Thanks to our recipe you will learn how to make homemade sausage. No sausage from the store can be compared with it. It is deliciously tender, juicy and flavored.
List of required products
- honey — 1 tbsp.;
- nut (necessarily nutmeg) — 0.5 tbsp;
- garlic (dried) — 1 tbsp (optional);
- meat (beef) — 1,5 kg;
- paprika — 2 tablespoons (optional);
- a special shell for making sausages (for example, polyamide, which has a thickness of 60 mm.);
- dried dill — 1 tbsp (if desired);
- chicken legs (without bone) — 2 kg;
- basil (dried) — 1 tbsp (optional);
- salt — 75 g;
- sweet peas (for broth);
- ground pepper — 1 tbsp;
- broth — 350 ml.
Begin to cook
- Take the chicken legs and remove the bones from them. After that take the skin out as well. Put the bones in a saucepan, add pepper and salt to them. Pour the water and put it on the fire. Cook the broth. Then let it cool down, filter and place in the fridge.
- We divide the beef into two parts and one part, which at your discretion is fatter than the other, is grinded in a meat grinder (by placing a lattice with a small fraction on it). In the same way it is necessary to mince the chicken skin, removed from the chicken legs. The remaining beef and chicken meat should be cut on small squares (approximately 2 cm.).
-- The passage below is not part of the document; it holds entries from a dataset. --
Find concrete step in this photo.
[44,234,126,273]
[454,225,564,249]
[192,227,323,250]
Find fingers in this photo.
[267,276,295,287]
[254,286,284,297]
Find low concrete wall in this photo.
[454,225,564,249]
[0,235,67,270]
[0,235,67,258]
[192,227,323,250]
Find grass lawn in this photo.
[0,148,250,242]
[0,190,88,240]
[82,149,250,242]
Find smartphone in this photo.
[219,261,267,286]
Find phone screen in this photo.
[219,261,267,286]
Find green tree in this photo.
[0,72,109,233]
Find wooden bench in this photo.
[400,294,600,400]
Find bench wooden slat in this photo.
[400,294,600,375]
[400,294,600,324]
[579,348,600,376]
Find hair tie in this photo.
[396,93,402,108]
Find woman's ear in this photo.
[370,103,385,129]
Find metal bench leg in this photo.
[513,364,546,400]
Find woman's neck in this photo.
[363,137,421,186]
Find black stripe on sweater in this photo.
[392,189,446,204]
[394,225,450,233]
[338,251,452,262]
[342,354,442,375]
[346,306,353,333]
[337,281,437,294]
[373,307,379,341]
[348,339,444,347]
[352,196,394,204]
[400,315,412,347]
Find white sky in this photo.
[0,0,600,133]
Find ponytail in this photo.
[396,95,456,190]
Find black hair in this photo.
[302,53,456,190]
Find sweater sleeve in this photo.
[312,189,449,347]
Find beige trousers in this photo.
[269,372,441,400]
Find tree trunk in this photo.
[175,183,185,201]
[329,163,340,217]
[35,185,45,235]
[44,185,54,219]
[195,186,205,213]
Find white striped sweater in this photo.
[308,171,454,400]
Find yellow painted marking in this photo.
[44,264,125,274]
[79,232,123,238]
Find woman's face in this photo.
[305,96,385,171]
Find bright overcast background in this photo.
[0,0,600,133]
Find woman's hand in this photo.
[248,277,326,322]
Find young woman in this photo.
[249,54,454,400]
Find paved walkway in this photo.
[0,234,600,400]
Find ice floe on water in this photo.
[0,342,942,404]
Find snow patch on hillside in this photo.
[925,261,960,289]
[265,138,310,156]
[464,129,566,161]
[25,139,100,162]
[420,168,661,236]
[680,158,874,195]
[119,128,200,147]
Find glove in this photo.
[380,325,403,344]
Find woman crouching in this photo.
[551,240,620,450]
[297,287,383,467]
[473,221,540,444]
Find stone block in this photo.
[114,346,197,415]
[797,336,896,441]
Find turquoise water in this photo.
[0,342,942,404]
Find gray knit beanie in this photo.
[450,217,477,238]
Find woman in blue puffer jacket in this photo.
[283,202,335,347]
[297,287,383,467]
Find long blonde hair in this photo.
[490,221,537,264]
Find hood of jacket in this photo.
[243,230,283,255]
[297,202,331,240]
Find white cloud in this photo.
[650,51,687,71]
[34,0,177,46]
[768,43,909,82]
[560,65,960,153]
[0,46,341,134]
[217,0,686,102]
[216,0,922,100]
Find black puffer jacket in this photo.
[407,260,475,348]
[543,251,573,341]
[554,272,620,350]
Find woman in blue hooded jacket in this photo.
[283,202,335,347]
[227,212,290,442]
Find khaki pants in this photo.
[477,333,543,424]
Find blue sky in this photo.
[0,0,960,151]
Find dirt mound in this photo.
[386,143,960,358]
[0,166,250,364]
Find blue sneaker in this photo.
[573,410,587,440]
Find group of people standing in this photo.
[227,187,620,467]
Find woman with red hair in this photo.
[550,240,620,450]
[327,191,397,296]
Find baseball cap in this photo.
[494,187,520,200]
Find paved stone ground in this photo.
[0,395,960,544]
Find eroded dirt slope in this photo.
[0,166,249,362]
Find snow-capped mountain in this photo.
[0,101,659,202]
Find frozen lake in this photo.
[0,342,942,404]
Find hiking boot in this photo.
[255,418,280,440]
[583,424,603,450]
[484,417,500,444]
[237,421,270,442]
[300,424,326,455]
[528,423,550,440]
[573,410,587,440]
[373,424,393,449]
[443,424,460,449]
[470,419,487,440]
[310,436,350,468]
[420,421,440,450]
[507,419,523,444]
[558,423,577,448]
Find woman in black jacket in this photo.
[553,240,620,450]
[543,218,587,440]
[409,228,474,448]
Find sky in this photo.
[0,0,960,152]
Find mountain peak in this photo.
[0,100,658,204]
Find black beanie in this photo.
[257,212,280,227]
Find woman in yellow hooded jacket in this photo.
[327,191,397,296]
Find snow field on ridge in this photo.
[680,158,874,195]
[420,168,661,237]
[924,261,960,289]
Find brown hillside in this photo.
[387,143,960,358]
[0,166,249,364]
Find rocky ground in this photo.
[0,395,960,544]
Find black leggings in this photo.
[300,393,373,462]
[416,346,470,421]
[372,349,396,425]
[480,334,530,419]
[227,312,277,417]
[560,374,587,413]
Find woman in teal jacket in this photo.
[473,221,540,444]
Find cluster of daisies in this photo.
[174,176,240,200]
- Then in a deep container mix chopped meat and minced meat. We add honey to them. After that mix everything thoroughly. Into a separate container (it is better to take a small bowl) pour the spices (if desired) and salt, mix and pour into minced meat. We begin to mix the resulting mass, where all the time it is necessary to pour cold broth.
- Then, as dense as possible, we fill with stuffing the special shell for cooking sausage. At the same time, trying not to let air get inside the shell. When the shell is full , tie both ends with strong threads.
- Finished sausages are suspended in a vertical position for a couple of hours at room temperature.
- After the specified time, we remove sausages and cook them for 2 hours. Ready sausages are cooled in cold water and again hung in a cool room for 12 hours. When the specified time expires, the snack should be wrapped in a piece of paper, and then put into the fridge.